The windows were dingy, the plumbing from another century, the smell a foul mix of “cigarette smoke, scents of photo fix solution, melted wax and Bestine, for paste-up,” as Maureen McHale remembers it.
And yet, those two years the future Los Angeles design studio CEO spent in the basement of the ag building were some of the memorable of her life.
“When arriving as a transfer student to U of I, my placement adviser told me there was a job in the Cooperative Extension Service of the Agricultural Department. Excited to work in any way as a graphic designer, I accepted the position as student designer at agricultural communications," she says.
“I could not believe an entry-level, minimum wage job employed me to do real graphic design work. My previous job had been putting tags on clothing at a Target department store.
"Hidden away in the receiving department, conveyor belts brought in box after box of polyester pants and cheap sweaters in plastic bags. I struggled to stay awake.

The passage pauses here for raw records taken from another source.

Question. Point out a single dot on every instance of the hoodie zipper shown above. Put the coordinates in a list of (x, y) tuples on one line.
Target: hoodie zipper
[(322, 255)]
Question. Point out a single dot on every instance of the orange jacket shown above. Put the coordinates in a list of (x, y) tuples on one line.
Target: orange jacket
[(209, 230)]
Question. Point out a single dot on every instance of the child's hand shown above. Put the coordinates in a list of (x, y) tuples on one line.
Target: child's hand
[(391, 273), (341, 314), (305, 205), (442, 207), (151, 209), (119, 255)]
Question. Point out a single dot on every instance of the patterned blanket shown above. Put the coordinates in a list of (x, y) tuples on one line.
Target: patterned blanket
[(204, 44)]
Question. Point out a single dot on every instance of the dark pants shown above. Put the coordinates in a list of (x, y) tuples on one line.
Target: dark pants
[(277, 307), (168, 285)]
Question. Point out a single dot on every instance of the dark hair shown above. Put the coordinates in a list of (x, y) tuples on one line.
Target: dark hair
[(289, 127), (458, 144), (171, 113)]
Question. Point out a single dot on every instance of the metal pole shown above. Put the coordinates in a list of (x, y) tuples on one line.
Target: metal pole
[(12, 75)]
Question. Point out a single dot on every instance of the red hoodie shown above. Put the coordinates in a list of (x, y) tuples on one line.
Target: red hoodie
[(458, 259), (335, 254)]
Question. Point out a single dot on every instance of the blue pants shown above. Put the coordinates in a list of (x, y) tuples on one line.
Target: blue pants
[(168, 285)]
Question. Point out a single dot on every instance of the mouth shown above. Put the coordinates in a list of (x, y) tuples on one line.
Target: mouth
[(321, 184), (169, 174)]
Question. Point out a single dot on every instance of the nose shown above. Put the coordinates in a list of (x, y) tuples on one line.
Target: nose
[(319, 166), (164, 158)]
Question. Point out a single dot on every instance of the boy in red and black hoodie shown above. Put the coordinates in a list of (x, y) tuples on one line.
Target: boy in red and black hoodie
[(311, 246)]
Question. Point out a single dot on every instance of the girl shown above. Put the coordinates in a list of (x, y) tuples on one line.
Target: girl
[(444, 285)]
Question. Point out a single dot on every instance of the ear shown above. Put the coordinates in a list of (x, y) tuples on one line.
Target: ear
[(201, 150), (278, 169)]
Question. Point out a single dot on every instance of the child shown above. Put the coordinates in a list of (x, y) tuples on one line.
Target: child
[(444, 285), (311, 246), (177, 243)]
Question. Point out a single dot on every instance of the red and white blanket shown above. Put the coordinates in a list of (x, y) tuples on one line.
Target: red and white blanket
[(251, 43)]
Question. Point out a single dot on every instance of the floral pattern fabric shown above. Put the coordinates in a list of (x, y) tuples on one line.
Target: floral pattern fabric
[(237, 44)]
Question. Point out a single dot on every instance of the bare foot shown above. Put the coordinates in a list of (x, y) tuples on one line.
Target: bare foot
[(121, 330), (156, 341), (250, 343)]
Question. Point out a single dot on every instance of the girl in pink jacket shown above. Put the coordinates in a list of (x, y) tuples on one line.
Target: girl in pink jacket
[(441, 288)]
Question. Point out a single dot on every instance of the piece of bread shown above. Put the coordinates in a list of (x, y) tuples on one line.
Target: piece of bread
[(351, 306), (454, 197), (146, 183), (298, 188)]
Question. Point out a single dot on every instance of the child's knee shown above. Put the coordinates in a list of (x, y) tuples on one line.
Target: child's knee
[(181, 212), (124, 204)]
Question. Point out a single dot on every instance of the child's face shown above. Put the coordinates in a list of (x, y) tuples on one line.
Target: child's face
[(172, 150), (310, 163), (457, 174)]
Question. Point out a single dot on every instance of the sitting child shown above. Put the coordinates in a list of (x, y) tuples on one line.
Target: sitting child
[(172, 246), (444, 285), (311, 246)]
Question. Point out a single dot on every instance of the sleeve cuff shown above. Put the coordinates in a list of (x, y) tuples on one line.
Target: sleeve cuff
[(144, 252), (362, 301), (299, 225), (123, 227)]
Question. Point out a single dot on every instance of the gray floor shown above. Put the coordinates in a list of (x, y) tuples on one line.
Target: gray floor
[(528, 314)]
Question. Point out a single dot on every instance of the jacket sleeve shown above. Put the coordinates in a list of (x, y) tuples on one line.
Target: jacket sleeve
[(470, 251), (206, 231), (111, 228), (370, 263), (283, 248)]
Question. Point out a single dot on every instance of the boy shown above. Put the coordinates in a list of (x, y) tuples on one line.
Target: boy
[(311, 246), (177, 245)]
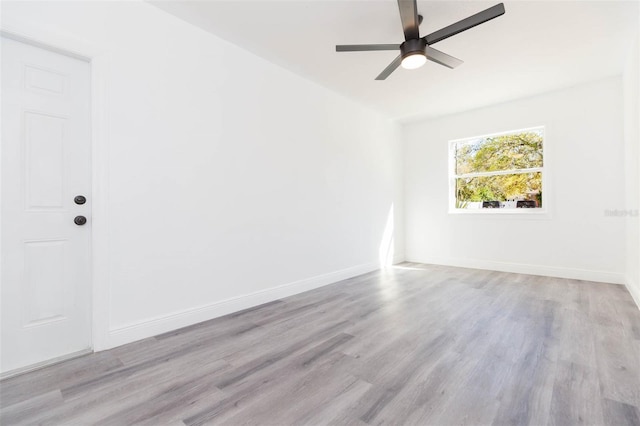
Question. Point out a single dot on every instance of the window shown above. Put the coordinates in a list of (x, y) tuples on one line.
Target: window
[(502, 171)]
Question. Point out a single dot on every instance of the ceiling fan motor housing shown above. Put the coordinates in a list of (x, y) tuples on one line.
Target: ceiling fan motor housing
[(413, 46)]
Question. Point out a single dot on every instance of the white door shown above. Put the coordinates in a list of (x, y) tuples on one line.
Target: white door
[(45, 255)]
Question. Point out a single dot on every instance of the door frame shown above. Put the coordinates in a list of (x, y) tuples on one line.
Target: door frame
[(98, 58)]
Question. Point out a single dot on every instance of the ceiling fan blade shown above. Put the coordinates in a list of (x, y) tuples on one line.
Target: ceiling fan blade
[(442, 58), (390, 68), (409, 18), (465, 24), (365, 47)]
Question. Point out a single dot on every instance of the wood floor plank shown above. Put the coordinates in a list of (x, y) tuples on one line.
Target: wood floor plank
[(413, 344)]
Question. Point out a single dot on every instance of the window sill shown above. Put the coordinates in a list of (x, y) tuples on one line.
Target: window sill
[(503, 213)]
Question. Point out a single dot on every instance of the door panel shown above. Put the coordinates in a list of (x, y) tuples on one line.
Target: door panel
[(45, 275)]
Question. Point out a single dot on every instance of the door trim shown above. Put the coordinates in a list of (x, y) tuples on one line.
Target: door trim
[(99, 60)]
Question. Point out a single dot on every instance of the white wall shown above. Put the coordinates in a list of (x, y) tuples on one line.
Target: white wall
[(228, 177), (584, 163), (631, 79)]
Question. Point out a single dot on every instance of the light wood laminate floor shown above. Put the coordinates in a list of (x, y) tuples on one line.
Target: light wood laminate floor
[(416, 344)]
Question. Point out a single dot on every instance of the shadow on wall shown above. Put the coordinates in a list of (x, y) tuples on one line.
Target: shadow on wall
[(385, 251)]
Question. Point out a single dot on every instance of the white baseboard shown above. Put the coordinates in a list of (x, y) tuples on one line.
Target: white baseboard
[(162, 324), (634, 290), (522, 268)]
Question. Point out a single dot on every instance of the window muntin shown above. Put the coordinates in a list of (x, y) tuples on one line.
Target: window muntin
[(502, 171)]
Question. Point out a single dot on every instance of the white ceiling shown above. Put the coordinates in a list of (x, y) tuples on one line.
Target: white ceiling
[(535, 47)]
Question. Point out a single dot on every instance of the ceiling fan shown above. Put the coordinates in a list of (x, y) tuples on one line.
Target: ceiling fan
[(415, 50)]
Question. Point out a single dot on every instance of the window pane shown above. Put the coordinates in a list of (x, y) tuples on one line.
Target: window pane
[(506, 152), (504, 191)]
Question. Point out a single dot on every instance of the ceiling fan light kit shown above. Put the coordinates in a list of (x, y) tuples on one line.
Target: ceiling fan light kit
[(415, 51), (412, 53)]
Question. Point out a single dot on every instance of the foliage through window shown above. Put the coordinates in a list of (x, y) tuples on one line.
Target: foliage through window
[(499, 171)]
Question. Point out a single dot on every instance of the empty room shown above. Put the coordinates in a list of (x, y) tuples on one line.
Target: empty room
[(320, 212)]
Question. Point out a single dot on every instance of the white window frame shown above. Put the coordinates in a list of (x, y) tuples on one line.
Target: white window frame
[(511, 211)]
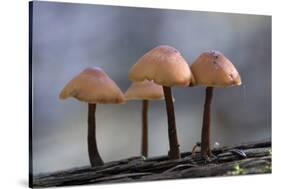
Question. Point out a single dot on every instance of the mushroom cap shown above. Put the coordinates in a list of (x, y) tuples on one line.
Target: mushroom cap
[(213, 69), (93, 86), (144, 90), (164, 65)]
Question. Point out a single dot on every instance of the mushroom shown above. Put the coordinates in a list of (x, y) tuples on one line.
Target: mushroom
[(212, 69), (145, 91), (93, 86), (165, 66)]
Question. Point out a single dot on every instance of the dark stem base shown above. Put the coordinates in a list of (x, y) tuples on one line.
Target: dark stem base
[(144, 142), (205, 134), (174, 152), (94, 155)]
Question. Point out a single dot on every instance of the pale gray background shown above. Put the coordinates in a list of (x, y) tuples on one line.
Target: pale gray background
[(70, 37)]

I learned how to sleep on my feet and break the tedium by competing with other workers to see who could tag clothing the fastest — earning $1.80 for every hour of mind-numbing work.
"Now, I was earning a staggering $2.30 for every hour of mind-enriching work.
“I loved that ag building and the work I did there. The staff were my anchor during my 21 months on the job: Jan, the bleach-blond, chain-smoking, smart aleck art director, always ready to dish out advice; Dick, with his formal vest and tie and his kind demeanor; Paula, a generous soul who married her husband when he was diagnosed with cancer and had lost the use of his legs for walking.
"They were graphic designers, devoting their skills to designing posters and brochures about nematodes, crop disease, nutrition education and animal husbandry.
“A changing cast of student characters also worked alongside me in the basement of the ag building: A thin young woman who confided about struggling with anorexia; Paul, who shared his stories of being brainwashed by the Moonies when he was ‘finding’ himself while hitchhiking across the West; Amanda, the receptionist who went from dating the drummer for REO Speedwagon to marrying a much older, abusive husband.
“A motley crew ensconced in our cubicles, we shared the work and assisted the art directors in whatever way we could.
“Kim, a friend and fellow student, wanted to work in a design, too. Enthusiastically, I described the nurturing environment of ag communications. When I returned from a two-week break, she reported to me that she had interviewed for a position, landed the job, and within a week decided agricultural communications was the most unprofessional and Mickey Mouse place she had ever worked.
"Within a few weeks, Kim had quit. I was mortified. I clearly was simple-minded, unsophisticated and foolish to recommend this place.
“Looking back, I realize she didn’t see that basement office for the treasure it was — a place where my ungodly slow pace as a designer was tolerated, where I honed my fledging design skills, where generosity of spirit was the norm, and the language of crop diseases and animal husbandry was interspersed with constructive criticism and gentle guidance.
“I don’t know what Kim is doing today, and hope she is doing well. I left the world of agriculture when I graduated. Today, I own my own Los Angeles-based design firm, working in the toy and entertainment industry.
“I am grateful for my friends and mentors at agricultural communications. You enriched me with an expansive set of skills and experiences that I continue to use and build upon today. I am a better person for having known each of you.”